結婚すればしあわせになれるのか?

既婚の幸福度が未婚より高いのは事実だが、だからといって「結婚すればしあわせになれる」とはいえない。それは、相関と因果をごちゃ混ぜにするようなものである。「幸福度が高いのは既婚男性が多い」という相関はあるが、「結婚したらしあわせになる」という因果があるとまではいえない。

「フォーカシング・イリュージョン」という言葉がある。これは、ノーベル経済学賞の受賞者であり、行動経済学の祖といわれる米国の心理学・行動経済学者ダニエル・カーネマンが提唱した言葉である。

「いい学校に入ればしあわせになれるはず・いい会社に入ればしあわせになれるはず・結婚すればしあわせになれるはず」というように、ある特定の状態に自分が幸福になれるかどうかの分岐点があると信じ込んでしまう人間の偏向性を指す。簡単にいえば、思い込みするから生じる幻想ということだ。

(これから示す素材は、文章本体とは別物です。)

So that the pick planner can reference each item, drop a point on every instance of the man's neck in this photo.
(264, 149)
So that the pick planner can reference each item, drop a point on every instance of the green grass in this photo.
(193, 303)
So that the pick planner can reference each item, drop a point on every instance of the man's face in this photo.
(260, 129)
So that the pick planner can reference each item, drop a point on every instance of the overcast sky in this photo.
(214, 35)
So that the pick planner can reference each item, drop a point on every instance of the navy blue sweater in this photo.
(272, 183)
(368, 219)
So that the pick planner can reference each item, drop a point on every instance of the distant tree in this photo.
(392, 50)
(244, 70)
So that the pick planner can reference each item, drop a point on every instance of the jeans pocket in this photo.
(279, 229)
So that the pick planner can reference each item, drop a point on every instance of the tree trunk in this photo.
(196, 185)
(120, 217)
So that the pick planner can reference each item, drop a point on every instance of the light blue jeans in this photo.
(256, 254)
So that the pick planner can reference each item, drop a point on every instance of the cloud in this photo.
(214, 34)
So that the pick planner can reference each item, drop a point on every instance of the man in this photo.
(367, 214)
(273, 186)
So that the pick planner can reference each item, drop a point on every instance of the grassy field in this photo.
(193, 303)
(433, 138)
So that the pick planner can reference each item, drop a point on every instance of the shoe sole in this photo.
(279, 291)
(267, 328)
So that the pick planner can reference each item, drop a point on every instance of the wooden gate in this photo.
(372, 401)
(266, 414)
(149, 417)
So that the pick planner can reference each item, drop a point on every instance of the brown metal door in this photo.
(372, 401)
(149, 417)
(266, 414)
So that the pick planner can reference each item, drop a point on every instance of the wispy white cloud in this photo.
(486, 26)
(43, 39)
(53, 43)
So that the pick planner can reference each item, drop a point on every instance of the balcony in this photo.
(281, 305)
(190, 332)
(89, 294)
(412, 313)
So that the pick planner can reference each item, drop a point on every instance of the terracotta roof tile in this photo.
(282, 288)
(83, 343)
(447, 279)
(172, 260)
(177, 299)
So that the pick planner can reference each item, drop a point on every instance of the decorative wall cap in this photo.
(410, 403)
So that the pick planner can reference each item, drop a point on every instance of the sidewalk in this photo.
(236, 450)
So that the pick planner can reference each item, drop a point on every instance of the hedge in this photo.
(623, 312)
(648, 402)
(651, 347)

勿論、目標を定めて努力することは大切である。しかし、進学や就職や結婚という状態になれば自動的に幸福が得られるというわけではない。

たとえば、結婚したいという女性は「相手はいないけど、とにかく結婚したい」とよくいう。これこそ結婚という状態に身を置けば、幸福が手に入るはずという間違った思いみである。そうした思い込みのまま、万が一結婚してしまったら、「こんなはずじゃなかった」と後悔しかしないだろう。

未婚者が既婚者より幸福度が低いと感じる傾向はなぜおきるのか。「結婚したらしあわせになれる」と思っている人は結婚できない_3

「結婚すればしあわせになれるんじゃないか」
という淡い期待

結婚すればしあわせになれるという考え方は、裏を返せば、「結婚できなければしあわせになれない」「結婚しないと不幸だ」という決めつけの理屈にとらわれることになる。

それは、結婚という特定の状態に依存してしまって、それ以外の選択肢を否定しているようなものでもある。

要するに、「現在の結婚できない自分の否定」である。むしろそうした思考こそが、婚活女性たちの不幸感を現在進行形でより増幅させているのではないかとさえ思う。

一方、未婚男性の中にも「相手はいないが結婚したい」と婚活にいそしんでいる人もいるだろう。もはや結婚が社会的信用を示す時代でもなく、結婚しなければ出世させないなどという企業も少ないだろう(少ないが、いまだにそういう企業があるということにも驚くのだが)。

それでも結婚したいと熱望する未婚男性もまた、「結婚すればしあわせになれるんじゃないか」という淡い期待を抱いてはいないだろうか。そう思ってしまうのは、「欠乏の心理」があるからである。